Expect Deeper and Cheaper Machine Learning

Supercharged hardware will speed up deep learning in everything from tiny devices to massive data centers

4 min read
Illustration of a book opened over a laptop computer
Photo-illustration: Edmon de Haro

Illustration of a book opened over a laptop computer Photo-illustration: Edmon de Haro

Last March, Google’s computers roundly beat the world-class Go champion Lee Sedol, marking a milestone in artificial intelligence. The winning computer program, created by researchers at Google DeepMind in London, used an artificial neural network that took advantage of what’s known as deep learning, a strategy by which neural networks involving many layers of processing are configured in an automated fashion to solve the problem at hand.

Unknown to the public at the time was that Google had an ace up its sleeve. You see, the computers Google used to defeat Sedol contained special-purpose hardware—a computer card Google calls its Tensor Processing Unit.

Norm Jouppi, a hardware engineer at Google, announced the existence of the Tensor Processing Unit two months after the Go match, explaining in a blog post that Google had been outfitting its data centers with these new accelerator cards for more than a year. Google has not shared exactly what is on these boards, but it’s clear that it represents an increasingly popular strategy to speed up deep-learning calculations: using an application-specific integrated circuit, or ASIC.

Deep-Learning Software Revenues (US $, Billions)

bar chart Revenues from deep-learning software should soon exceed $1 billion. Source: Tractica

Another tactic being pursued (primarily by Microsoft) is to use field-programmable gate arrays (FPGAs), which provide the benefit of being reconfigurable if the computing requirements change. The more common approach, though, has been to use graphics processing units, or GPUs, which can perform many mathematical operations in parallel. The foremost proponent of this approach is GPU maker Nvidia.

Indeed, advances in GPUs kick-started artificial neural networks back in 2009, when researchers at Stanford showed that such hardware made it possible to train deep neural networks in reasonable amounts of time [PDF].

“Everybody is doing deep learning today,” says William Dally, who leads the Concurrent VLSI Architecture group at Stanford and is also chief scientist for Nvidia. And for that, he says, perhaps not surprisingly given his position, “GPUs are close to being as good as you can get.”

Dally explains that there are three separate realms to consider. The first is what he calls “training in the data center.” He’s referring to the first step for any deep-learning system: adjusting perhaps many millions of connections between neurons so that the network can carry out its assigned task.

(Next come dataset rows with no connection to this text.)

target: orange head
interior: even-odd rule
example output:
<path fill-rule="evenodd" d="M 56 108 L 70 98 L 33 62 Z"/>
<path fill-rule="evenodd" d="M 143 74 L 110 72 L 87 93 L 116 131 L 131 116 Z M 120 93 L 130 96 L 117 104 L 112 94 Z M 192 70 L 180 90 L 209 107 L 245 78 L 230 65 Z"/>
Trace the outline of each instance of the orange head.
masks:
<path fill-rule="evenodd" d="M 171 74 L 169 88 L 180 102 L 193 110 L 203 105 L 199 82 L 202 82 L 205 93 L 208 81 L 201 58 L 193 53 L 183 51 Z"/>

In building hardware for that, a company called Nervana Systems, which was recently acquired by Intel, has been leading the charge. According to Scott Leishman, a computer scientist at Nervana, the Nervana Engine, an ASIC deep-learning accelerator, will go into production in early to mid-2017. Leishman notes that another computationally intensive task—bitcoin mining—went from being run on CPUs to GPUs to FPGAs and, finally, on ASICs because of the gains in power efficiency from such customization. “I see the same thing happening for deep learning,” he says.

A second and quite distinct job for deep-learning hardware, explains Dally, is “inference at the data center.” The word inference here refers to the ongoing operation of cloud-based artificial neural networks that have previously been trained to carry out some job. Every day, Google’s neural networks are making an astronomical number of such inference calculations to categorize images, translate between languages, and recognize spoken words, for example. Although it’s hard to say for sure, Google’s Tensor Processing Unit is presumably tailored for performing such computations.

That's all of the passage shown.